As the weather outside grew fiercely cold, I curled up next to the radiator and dreamt of lamprais. I remembered the cere­mony of it: the procession of lamprais packets being brought to the table fresh from the oven, that marvellous smell of baked banana leaf. Then there was that magic moment when I would peel back the leaf, releasing a rush of delicious vapours, the roasted spices and tama­rind mingling with the chicken, beef, pork and mutton of the main lamprais curry, the sweet tang of the pickled brinjals, the caramelized onions of the seeni sambal, the sea smell of the prawn blachang.

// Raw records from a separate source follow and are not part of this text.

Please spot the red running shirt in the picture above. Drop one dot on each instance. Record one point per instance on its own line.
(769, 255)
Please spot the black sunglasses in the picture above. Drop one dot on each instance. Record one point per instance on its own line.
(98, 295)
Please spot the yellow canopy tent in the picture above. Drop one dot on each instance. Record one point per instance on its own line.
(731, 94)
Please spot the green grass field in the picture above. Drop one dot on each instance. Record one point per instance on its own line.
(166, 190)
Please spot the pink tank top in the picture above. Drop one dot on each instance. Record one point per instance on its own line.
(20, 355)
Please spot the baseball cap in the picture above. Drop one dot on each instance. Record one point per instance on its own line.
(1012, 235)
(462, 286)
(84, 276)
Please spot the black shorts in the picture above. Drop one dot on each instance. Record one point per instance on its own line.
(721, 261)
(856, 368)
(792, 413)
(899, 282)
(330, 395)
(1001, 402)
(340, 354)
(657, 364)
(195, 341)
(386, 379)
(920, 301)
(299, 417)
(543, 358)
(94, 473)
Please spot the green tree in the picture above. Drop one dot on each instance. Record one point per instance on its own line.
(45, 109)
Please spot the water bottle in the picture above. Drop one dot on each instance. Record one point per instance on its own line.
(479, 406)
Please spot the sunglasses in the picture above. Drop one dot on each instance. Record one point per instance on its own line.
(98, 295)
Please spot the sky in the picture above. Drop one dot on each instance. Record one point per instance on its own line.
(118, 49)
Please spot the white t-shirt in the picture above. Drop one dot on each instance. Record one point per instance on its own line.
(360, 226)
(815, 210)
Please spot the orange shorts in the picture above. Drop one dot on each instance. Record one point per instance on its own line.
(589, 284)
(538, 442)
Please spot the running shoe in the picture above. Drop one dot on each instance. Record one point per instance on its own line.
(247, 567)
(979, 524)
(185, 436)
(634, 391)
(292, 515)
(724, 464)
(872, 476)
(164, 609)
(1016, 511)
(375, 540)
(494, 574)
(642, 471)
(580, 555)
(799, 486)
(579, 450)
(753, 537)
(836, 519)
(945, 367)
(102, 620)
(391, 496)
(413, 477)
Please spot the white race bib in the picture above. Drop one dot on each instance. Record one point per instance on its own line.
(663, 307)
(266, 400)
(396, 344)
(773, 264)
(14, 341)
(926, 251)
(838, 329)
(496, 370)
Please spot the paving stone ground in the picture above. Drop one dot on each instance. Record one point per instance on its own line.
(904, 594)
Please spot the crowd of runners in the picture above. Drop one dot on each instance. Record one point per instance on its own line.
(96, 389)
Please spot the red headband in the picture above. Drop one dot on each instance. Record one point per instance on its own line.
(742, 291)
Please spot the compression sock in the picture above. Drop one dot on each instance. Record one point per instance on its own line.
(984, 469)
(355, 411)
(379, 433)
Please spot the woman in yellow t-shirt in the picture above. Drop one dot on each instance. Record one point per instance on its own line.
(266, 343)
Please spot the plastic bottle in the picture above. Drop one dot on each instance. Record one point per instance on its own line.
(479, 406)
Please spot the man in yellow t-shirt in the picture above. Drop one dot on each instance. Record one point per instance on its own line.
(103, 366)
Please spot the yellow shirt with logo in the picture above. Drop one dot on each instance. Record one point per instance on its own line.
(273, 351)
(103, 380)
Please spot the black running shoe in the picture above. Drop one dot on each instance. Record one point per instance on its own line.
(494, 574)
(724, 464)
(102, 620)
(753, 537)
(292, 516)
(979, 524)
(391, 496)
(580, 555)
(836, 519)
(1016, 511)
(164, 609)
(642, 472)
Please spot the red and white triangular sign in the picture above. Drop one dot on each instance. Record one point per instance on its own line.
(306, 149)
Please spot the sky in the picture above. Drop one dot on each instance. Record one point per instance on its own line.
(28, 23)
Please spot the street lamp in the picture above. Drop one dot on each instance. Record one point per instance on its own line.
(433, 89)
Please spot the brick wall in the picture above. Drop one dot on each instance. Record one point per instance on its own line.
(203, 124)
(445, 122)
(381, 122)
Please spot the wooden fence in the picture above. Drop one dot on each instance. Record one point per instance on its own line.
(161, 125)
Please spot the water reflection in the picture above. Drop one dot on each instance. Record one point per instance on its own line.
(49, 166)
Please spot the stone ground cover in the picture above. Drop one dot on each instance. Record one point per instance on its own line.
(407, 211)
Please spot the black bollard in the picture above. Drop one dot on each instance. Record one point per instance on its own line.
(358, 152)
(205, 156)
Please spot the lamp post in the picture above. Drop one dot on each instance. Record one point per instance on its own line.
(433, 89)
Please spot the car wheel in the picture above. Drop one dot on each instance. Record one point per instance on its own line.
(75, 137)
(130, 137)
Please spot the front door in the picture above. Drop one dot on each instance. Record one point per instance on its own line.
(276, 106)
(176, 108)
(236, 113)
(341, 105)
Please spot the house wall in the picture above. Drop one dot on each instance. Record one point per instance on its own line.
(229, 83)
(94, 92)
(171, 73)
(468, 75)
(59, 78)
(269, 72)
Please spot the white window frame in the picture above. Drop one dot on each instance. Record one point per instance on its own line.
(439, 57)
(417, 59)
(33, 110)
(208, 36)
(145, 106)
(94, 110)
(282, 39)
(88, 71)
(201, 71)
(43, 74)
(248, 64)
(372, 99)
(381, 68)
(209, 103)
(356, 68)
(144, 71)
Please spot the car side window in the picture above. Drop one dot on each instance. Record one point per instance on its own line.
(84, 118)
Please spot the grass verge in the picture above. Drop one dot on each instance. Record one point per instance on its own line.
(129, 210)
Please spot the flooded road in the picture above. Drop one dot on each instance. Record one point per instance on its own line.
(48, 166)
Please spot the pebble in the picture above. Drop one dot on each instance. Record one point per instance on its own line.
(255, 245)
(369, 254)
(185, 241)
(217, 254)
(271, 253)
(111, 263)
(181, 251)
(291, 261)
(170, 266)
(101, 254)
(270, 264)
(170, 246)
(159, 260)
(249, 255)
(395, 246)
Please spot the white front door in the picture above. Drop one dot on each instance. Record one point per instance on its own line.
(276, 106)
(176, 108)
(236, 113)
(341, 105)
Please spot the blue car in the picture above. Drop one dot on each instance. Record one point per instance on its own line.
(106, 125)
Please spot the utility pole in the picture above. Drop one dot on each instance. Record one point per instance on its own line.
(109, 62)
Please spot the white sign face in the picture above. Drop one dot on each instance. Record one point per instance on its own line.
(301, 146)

I decided that if I was going to go to such trouble to make this dish, I would track down the authentic recipe, the one from my childhood. Naively, I consulted the Internet and discovered a maelstrom—a vicious, bitchy debate around what was authentic. I had thought that the dish I enjoyed as a child was the real one. Evidently, I was wrong. People complained about bastardized recipes that include eggplant. Others said that ash plantain was blasphemy. Fish frikkadels were not genuine, either; it was ground beef that was essential. People ridiculed vegetarian and fish lamprais. Particular contempt was reserved for the inclusion of boiled egg—something I was particularly fond of. I also learned, much to my surprise, that the dish wasn’t even tradi­tionally Sri Lankan; it had actually been imported in the 17th century by the Dutch colonizers by way of Indonesia. In fact, most of the Internet postings came from the descendants of these Dutch Burghers, who emigrated to Australia, Canada and England in large numbers in the late ’50s. The only thing they could agree on was that you could not find authentic lamprais in Sri Lanka anymore—that the real thing was only available in the Burgher diaspora. Various Burghers offered what they swore was the authentic recipe, handed down from mothers and grandmothers. None of them matched the others.

Bewildered by all the contradictory accounts, I decided to ask my Aunty Bunny. In her 80s, she has the gentility and formality of an older generation. In company, she appears a mild, rather shy old lady, who speaks softly and sits in a corner, often seeming to nod off. But under her mild demeanour lies a startling wit and a phenomenal memory—she can evoke entire scenes from her childhood. If anyone could help me with my quest, it was her.

Aunty Bunny nodded sympathetically when I told her about my search. “Yes, child, it’s true. Most lamprais these days,” she waved her hand, “mere rice packets. Why, do you recall those lamprais we got catered for your mother’s birthday some years ago? There was coconut sambal in it!” She gasped at the sacrilege. “Now that was truly an insult to lamprais.”